Since this will be mainly a 'game' between the great powers, Serbia will have little leverage in this whole process. It will hope that 'big brother' Russia will assist Serbia in convincing as many states as possible not to recognise Kosovo. A race for (non-)recognition, so to speak.

In the meantime, much will depend on the results of the upcoming presidential elections in Serbia of January 2008. It will be a close competition between current president Boris Tadic, moderate and pro-European, and Tomislav Nikolic, a radical nationalist. If Tadic wins, Serbia will follow a more pro-European road, and seek more cooperation and integration with the EU, trying to approach the whole Kosovo issue more constructively. However, if Nikolic wins, Serbia will turn its head more away from Europe towards Russia, and play the Kosovo issue hard.
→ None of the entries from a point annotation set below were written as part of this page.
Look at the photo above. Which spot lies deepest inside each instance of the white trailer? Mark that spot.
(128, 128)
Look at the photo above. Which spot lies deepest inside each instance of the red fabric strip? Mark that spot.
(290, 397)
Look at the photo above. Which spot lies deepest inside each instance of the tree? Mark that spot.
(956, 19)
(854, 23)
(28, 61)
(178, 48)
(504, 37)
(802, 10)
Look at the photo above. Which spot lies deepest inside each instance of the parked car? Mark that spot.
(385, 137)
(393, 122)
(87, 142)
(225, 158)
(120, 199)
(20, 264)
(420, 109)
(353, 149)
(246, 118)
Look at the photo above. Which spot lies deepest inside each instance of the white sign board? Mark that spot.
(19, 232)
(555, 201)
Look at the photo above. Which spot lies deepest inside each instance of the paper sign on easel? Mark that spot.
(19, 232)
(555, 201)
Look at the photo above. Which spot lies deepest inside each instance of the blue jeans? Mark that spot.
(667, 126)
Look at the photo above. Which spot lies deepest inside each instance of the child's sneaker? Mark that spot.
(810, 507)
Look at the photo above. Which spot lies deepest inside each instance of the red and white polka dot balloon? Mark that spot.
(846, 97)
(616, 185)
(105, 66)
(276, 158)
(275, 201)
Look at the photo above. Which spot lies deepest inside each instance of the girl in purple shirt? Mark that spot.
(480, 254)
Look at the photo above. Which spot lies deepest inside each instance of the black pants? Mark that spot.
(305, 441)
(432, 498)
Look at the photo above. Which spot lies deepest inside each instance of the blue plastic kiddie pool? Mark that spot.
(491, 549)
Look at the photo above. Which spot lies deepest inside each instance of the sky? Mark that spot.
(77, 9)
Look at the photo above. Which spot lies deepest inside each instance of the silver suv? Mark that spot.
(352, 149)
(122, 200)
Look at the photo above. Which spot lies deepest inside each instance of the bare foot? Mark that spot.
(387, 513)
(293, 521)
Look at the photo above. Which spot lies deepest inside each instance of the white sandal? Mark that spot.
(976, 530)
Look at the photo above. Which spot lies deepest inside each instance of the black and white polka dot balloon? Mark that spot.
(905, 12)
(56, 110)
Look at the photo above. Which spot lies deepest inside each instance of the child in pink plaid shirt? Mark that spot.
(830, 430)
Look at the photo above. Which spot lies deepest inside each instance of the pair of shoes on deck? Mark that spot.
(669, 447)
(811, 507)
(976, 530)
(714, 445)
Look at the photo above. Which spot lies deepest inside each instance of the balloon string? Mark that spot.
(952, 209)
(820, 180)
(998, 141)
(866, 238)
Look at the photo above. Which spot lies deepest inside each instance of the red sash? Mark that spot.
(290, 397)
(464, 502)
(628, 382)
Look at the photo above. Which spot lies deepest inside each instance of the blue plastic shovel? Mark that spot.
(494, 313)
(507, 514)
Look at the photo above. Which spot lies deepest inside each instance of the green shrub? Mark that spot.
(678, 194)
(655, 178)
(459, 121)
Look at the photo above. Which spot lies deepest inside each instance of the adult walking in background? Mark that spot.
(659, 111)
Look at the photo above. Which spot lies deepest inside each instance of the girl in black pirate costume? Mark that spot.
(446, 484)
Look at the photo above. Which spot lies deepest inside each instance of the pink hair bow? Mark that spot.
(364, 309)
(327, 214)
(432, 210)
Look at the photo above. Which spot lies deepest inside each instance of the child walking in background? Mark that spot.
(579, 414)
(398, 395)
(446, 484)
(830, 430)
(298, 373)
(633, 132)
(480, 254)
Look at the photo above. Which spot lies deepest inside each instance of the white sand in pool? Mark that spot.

In my view, playing the issue hard would mean influencing the Serbian political community in Kosovo, which will enjoy a high degree of autonomy, as foreseen in the Ahtisaari plan. Since this community is radicalised to a high extent, it will refuse any cooperation with Prishtina, and take its orders from Belgrade. Moreover, the Serbian officials in Kosovo will be sustained by Belgrade in many areas, allowing them to follow a secessionist policy. They will strengthen their network with the police, judiciary, and main economic actors from the region north of the river Ibar, who will be predominantely, if not exclusively, ethnic Serbs. This close network will control this small region and will receive their legitimacy from nationalist policies and economic support from Belgrade. As a result, the region can survive on its own. Moreover, the few Albanians will be directly or indirectly cleansed from this region through the nationalist policies stipulated by this network.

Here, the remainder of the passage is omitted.